Nowadays, Woods’ help is simply responding to Day’s texts about how certain swing changes should feel on the back and arms. Woods, of course, knows something from clawing back from back issues. Day’s rebuild with Como, who also used to work with Woods, aims to groove a swing that can prolong his career by getting rid of a lateral slide Day used to have in the backswing, which would present problems. Day grew up hitting a high draw, but these days work a left-to-right ball flight and produces a stronger body rotation through the ball.
“I’ve been working extremely hard on the game,” said Day, who managed just two top-10s last season. He scraped into the FedEx Cup Playoffs thanks to the fact several LIV golfers were withdrawn from the standings. “I feel like the last two years have been probably some of the most disappointing stretches of golf I’ve played. But I’m thankful for it, too, because I’ve learned more about the golf swing, the body and how it all moves together. The changes I’m making are helping me prolong my career.”

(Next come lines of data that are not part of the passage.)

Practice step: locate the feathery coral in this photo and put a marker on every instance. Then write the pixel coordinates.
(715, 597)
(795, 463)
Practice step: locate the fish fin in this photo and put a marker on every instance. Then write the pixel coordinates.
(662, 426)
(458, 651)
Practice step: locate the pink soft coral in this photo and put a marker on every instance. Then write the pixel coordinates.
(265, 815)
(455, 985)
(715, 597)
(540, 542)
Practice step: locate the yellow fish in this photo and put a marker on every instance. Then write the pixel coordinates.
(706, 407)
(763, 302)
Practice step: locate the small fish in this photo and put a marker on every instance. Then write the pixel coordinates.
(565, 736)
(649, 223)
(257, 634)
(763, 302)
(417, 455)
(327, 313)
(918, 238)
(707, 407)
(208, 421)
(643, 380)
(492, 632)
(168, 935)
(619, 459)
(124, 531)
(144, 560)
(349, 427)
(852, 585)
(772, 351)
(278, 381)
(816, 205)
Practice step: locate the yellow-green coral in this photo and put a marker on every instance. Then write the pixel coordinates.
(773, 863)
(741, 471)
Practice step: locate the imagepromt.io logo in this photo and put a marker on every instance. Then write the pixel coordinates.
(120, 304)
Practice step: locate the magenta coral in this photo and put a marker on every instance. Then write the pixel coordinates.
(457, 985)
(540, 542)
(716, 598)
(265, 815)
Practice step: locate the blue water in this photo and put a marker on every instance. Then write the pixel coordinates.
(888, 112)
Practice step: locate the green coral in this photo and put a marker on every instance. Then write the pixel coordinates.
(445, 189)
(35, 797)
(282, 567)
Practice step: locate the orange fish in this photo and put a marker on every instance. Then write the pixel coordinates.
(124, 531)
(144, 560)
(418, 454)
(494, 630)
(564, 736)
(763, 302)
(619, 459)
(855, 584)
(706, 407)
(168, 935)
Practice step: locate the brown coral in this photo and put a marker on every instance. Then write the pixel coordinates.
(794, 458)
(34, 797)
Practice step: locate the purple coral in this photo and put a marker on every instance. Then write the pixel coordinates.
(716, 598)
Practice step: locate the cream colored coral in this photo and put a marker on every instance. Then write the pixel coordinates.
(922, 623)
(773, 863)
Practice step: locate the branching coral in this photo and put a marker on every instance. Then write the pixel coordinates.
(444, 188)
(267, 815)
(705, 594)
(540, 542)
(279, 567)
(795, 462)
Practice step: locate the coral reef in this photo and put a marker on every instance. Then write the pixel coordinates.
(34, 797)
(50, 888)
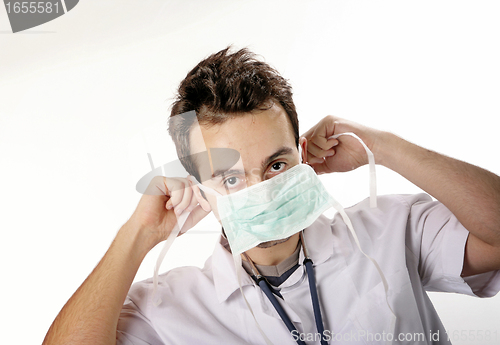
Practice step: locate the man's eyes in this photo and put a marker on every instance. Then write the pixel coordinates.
(278, 166)
(234, 182)
(231, 181)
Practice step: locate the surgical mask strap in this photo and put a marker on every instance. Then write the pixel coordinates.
(371, 163)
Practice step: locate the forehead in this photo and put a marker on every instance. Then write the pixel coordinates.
(252, 134)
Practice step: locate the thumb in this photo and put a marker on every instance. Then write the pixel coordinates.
(196, 215)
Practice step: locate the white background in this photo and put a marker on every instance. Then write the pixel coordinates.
(79, 94)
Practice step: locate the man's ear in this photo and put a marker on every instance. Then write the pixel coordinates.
(303, 145)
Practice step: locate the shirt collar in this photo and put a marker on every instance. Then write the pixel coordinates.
(318, 238)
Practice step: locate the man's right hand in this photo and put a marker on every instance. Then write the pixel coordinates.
(164, 200)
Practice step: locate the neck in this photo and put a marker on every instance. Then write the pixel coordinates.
(273, 255)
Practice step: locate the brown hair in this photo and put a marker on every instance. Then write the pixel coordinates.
(222, 86)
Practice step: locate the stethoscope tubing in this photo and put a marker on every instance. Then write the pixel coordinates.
(308, 263)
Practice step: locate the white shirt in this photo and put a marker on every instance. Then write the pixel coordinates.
(418, 244)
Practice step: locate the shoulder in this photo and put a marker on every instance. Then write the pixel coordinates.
(180, 281)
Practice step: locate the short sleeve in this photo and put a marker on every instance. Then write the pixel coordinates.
(134, 327)
(440, 240)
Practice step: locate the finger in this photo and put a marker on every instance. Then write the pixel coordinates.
(321, 168)
(316, 151)
(185, 201)
(194, 218)
(314, 160)
(323, 142)
(176, 188)
(199, 198)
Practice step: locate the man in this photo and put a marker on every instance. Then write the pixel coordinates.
(244, 105)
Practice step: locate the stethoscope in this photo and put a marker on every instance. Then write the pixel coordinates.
(264, 285)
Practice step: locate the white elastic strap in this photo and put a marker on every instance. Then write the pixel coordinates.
(371, 163)
(170, 239)
(348, 222)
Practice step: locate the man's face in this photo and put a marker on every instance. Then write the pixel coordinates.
(264, 140)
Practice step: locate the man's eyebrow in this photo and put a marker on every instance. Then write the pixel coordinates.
(220, 172)
(281, 151)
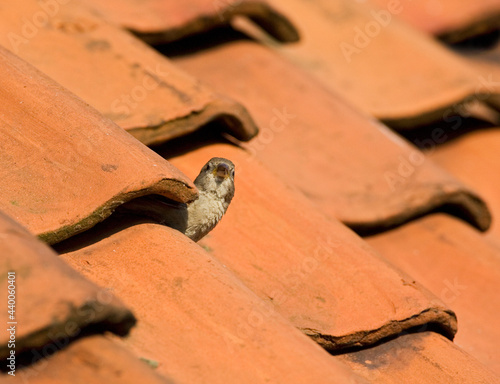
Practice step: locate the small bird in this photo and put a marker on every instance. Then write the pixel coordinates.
(215, 184)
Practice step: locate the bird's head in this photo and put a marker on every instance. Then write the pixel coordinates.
(217, 176)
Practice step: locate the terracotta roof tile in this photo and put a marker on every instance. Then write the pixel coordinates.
(317, 273)
(53, 303)
(164, 21)
(450, 20)
(461, 268)
(91, 360)
(487, 64)
(195, 319)
(422, 358)
(320, 146)
(64, 166)
(473, 158)
(376, 62)
(139, 82)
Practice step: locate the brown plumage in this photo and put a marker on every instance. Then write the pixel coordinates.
(215, 184)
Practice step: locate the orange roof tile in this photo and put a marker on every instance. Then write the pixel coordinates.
(376, 62)
(458, 266)
(421, 358)
(487, 64)
(52, 303)
(195, 319)
(473, 158)
(90, 360)
(317, 273)
(139, 83)
(64, 166)
(163, 21)
(320, 145)
(452, 21)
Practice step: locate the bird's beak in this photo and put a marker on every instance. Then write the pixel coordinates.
(222, 171)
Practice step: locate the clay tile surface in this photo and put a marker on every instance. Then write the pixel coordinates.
(53, 303)
(158, 21)
(65, 167)
(195, 319)
(382, 66)
(450, 20)
(486, 62)
(421, 358)
(320, 146)
(318, 274)
(92, 360)
(473, 158)
(143, 93)
(461, 268)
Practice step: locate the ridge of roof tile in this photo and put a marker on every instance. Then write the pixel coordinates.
(421, 358)
(184, 298)
(65, 167)
(353, 60)
(139, 82)
(53, 303)
(458, 265)
(487, 64)
(320, 146)
(158, 21)
(473, 158)
(318, 274)
(449, 20)
(92, 360)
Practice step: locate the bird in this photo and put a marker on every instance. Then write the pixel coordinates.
(215, 184)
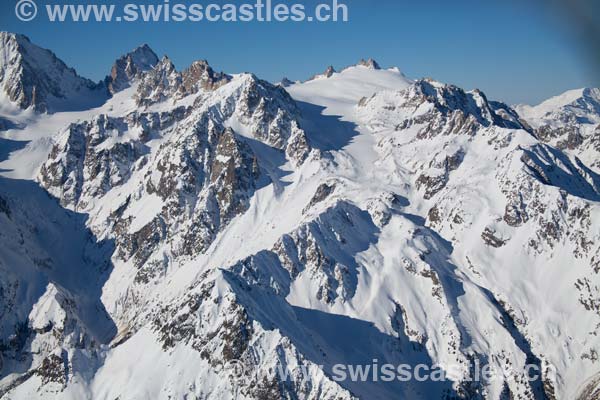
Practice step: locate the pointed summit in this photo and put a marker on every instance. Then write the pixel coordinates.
(33, 77)
(370, 63)
(129, 67)
(285, 82)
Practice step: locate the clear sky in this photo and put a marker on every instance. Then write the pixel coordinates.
(515, 51)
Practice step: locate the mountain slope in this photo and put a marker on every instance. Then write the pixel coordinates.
(202, 230)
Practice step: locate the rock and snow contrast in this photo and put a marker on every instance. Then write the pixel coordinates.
(162, 225)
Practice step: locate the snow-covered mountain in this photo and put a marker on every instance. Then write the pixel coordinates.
(570, 122)
(197, 221)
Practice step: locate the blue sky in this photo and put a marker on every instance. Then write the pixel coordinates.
(513, 50)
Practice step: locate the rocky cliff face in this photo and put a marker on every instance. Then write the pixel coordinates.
(200, 231)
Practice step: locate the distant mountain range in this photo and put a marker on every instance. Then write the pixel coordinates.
(162, 225)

Day says he has become a swing nerd. He’ll regularly text Como late at night, and if Como is awake the pair will FaceTime while Day is in his golf lab at his Columbus, Ohio, home. “I’ll be on the phone with Como at 12 o’clock at night just talking about certain feels and certain swings,” Day says.
Given Day’s struggles, and because exemptions for majors from his 2015 PGA ran out in 2021, he was not eligible for the Masters, U.S. Open and Open Championship this year. Truth be told, he didn’t miss them, not the way he was playing at least.
“I didn’t want to go into tournaments like the majors and just be another number,” Day said. “Part of me was disappointed but I was thankful to not play because my game was nowhere near ready enough.”
Day, who turns 35 on Nov. 12, has hope that the 2022-23 season will yield better results, having recently registered a tie for eighth at the Shriners Children’s Open two weeks ago in Las Vegas. His ball-striking, through six rounds of the new tour season, has him ranked second for strokes gained/approach. But his putting has plummeted to 155th on tour this season and it was 87th last season. Day was No. 1 on tour for strokes gained/putting in 2015-16. He knows he needs to fix the short stick.
“I feel I’m getting close to playing some really good golf,” Day said. “My body is feeling better, and I just need to find that consistency with the full swing. I feel like I’m like teetering on the edge of that consistency. If I develop some confidence with my putting again, I could play some really good golf again.”